Читать «Мартовские иды» онлайн - страница 86

Торнтон Уайлдер

Вчера вечером я застал жену в большом волнении, она молила богов послать солнечную погоду для поездки на озеро Неми. Тетка моя Юлия занимается сельским хозяйством, она не верит, что боги в угоду ей изменят погоду, но убеждена, что они охраняют Рим и назначили меня его правителем. Цицерон не сомневается, что они преспокойно дадут Риму скатиться в пропасть (и не склонен делить с ними честь спасения государства от Катилины), однако он верит, что они вложили понятие справедливости в сердца людей. Катулл, видимо, считает, что идея справедливости родилась у людей в результате бесконечных дрязг из-за земельных наделов, но он верит, что любовь — единственное проявление божественного начала и что только через любовь, даже когда она оклеветана и обесчещена, мы постигаем смысл нашего существования. Клеопатра думает, что любовь — самое приятное из занятий, а ее привязанность к детям — самое властное чувство, какое она может испытывать, но не видит ни в том, ни в другом ничего божественного, божественны для нее сила воли и энергии. И ни одно из этих убеждений не убеждает меня, хотя в разные периоды своей жизни я их придерживался. Но, теряя их одно за другим, я становился только сильнее. Мне кажется, что, избавляясь от ложных убеждений, я ближе подхожу к истине.

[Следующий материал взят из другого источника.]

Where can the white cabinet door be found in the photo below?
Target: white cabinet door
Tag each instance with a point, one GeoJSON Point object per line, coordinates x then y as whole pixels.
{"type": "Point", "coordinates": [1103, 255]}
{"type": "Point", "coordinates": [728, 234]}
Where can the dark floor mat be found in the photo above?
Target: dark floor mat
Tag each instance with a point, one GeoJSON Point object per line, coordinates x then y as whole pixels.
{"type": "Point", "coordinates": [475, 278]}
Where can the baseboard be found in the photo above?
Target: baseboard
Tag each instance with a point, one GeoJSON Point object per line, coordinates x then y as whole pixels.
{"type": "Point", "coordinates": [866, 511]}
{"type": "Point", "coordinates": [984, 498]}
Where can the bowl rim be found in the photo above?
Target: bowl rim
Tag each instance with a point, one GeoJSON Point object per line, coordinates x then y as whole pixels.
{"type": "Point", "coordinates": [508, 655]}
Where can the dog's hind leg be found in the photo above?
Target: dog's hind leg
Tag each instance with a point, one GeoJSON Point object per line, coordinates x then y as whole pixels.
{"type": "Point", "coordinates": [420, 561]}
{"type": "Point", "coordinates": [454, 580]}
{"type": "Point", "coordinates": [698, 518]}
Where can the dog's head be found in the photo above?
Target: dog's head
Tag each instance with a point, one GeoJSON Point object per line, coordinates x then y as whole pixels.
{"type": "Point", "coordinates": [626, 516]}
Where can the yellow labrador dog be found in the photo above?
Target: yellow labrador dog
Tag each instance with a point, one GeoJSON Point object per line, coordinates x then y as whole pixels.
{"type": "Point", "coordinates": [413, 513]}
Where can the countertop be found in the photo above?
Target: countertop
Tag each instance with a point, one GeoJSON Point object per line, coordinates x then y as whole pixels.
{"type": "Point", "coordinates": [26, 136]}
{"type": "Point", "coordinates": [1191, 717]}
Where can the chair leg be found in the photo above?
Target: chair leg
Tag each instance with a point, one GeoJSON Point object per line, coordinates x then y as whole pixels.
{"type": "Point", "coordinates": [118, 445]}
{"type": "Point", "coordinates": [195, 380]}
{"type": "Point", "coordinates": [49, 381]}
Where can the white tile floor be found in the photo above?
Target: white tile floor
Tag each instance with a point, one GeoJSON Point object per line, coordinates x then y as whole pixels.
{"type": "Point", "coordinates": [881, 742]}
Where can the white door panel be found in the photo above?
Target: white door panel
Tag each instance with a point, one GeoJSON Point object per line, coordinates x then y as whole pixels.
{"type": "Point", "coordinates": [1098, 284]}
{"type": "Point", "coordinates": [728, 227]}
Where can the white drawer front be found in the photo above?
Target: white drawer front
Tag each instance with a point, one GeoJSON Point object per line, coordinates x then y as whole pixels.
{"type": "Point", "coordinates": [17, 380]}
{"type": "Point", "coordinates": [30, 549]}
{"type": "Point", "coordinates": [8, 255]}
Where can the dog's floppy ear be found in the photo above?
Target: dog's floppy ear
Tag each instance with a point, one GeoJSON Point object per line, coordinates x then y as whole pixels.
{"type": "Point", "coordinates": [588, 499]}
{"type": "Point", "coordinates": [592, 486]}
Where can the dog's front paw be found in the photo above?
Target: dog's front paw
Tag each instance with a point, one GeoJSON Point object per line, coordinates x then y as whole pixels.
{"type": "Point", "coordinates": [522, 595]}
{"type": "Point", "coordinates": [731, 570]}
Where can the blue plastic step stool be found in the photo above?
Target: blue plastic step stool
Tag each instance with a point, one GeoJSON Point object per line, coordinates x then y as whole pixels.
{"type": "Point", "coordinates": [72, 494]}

Но я старею. Время не ждет.

XLVI-А. Из записок Корнелия Непота

Диктатор эдиктом запретил городам брать названия в его честь. Причина, по-моему, в том, что его обожествление приняло чересчур наглядный характер, и это ему не по душе. Он перестал посылать дары городам и легионам; дары эти, как правило, возлагают на алтари, куда потом стекаются паломники и молят о чуде.

И это, несомненно, происходит не только на варварских окраинах республики и в италийских горах, но и здесь, в столице.

Говорят, будто его слуг подкупают, чтобы они крали его одежду, обрезки ногтей, волос и даже мочу — все это, как уверяют, наделено волшебными свойствами и становится предметом поклонения.

Иногда фанатикам удается проникнуть к нему в дом, тогда их принимают за убийц. Одного из них застигли с кинжалом в руке у ложа Цезаря. Тут же на месте стали чинить суд. Допрос вел сам Цезарь. У преступника заплетался язык, но отнюдь не от страха. Весь допрос он пролежал на полу, восторженно глядя на Цезаря и бормоча, что ему нужна была «всего лишь капля крови Цезаря, чтобы ею себя освятить». Цезарь, к вящему изумлению слуг и стражников, стал задавать ему подробные вопросы и постепенно выпытал всю историю его жизни. Этот живой интерес — а его не всегда удается вызвать к себе даже консулам — привел беднягу в еще больший экстаз, и он в конце концов взмолился, чтобы Цезарь убил его своею собственной рукой.

Обернувшись к остальным, Цезарь, как рассказывают, с улыбкой сказал: «Видите, как трудно отличить любовь от ненависти».

Я пригласил на обед врача Цезаря Сосфена.

Он говорил о впечатлении, которое Цезарь производит на окружающих:

«О ком еще ходят такие нелепые слухи? А ведь в них верят… До последнего времени каждую ночь родственники привозили десятки больных и укладывали их к стене, окружающей дом Цезаря. Их стали прогонять, и теперь, как видите, они лежат рядами вокруг его статуй. Во время его путешествий крестьяне молят его ступить ногой на те поля, которые плохо плодоносят.